# Zip Tie Moss Tree



## AquaDean (Oct 29, 2009)

I've wanted to create a moss tree ever since I've see various pictures of them online. But I've never been able to come up with the right piece of driftwood with enough branches to get the moss started on. So today while getting all the aquarium chores done I thought I'd just zip tie the branches where I wanted them and below are the images of what I came up with. This is destined for a new 1 foot cube tank. It stands about 9" tall and the base will be buried in the substrate.



















Questions are do you think that this will work okay? What type of moss would be the best to use? I have Java, Taiwan, and Flame Moss. Also I've got some stringy moss on the way. Should I use just one kind of moss or several? If I want the moss to get a good stronghold should I use CO2 and ferts? Finally want sort of light and wattages would you use over a one foot cube tank to grow out the tree?

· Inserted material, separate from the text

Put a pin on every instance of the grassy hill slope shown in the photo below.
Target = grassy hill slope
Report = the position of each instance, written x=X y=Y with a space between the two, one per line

I didn't want to put this in the tank until I tied the moss onto it, also I'm leak testing the tank and filter before setting up the hard scape.

TIA


----------



## tunerz (Feb 15, 2010)

Great idea, keep us update on it


----------



## Tex Gal (Nov 1, 2007)

I'd only use one kind of moss. Use the type of which you prefer the growth pattern. Each mentioned have different growth patterns. You moss is gonna have to get pretty dense to cover up the big knot on the top. CO2 and ferts will make it grow quicker and fuller. Keep trimming it so it will be nice and branchy. Good luck!


----------



## AquaDean (Oct 29, 2009)

I've decided to use Taiwan moss for the tree. Here's a picture right after I tied the moss on and placed it in the tank.










I am using CO2 in the tank, what sort of other fertilizers would help to give this a good start. No critters in the tank yet so I do have the CO2 level up a bit. Might try to start a Journal for this tank, haven't really done that before but it could keep me better focused. Plus I don't really know what to do with the rest of the tank. I want to keep it simple and I'm thinking of using different mosses.


----------



## carlstreeter (Aug 26, 2009)

I think Taiwan was a good choice. If you aggressively prune it a few times once it gets going, I think this is going to look very, very cool.

I may have to try something like this with the weeping moss I just got...


----------



## Daniil (Oct 30, 2009)

Where did you get weeping moss?


----------



## carlstreeter (Aug 26, 2009)

From a hobbyist on another forum.

I know there are a ton of reports of people not getting true weeping moss, so at this point, all I know is that I got something which was sold as weeping moss. 

As best as I can tell from pictures, the leaf structure is correct, so we'll see. Based on experience with other mosses, I won't know much of anything for a couple of months.


----------



## Daniil (Oct 30, 2009)

Let me know if it's true weeping moss and have any for sale.


----------



## carlstreeter (Aug 26, 2009)

I didn't get much, so it will be at least a few months of growing + propagating to get to critical mass.

If I execute my new tank plan successfully, I'll actually have several types of moss to sell together. And I'll have to to recoup some of the shipping charges for all the different varieties of moss.


----------



## carlstreeter (Aug 26, 2009)

To get back on topic, Aquadean, please post pics of this as it grows in. I love the concept, and I'd like to see what it really turns into.


----------



## doubleott05 (Jul 20, 2005)

update?


----------



## AquaDean (Oct 29, 2009)

I've started a journal about this tank so check it out for updated pictures of the tree. Just posted the pics of the tree after 2 weeks it is coming along nice.


----------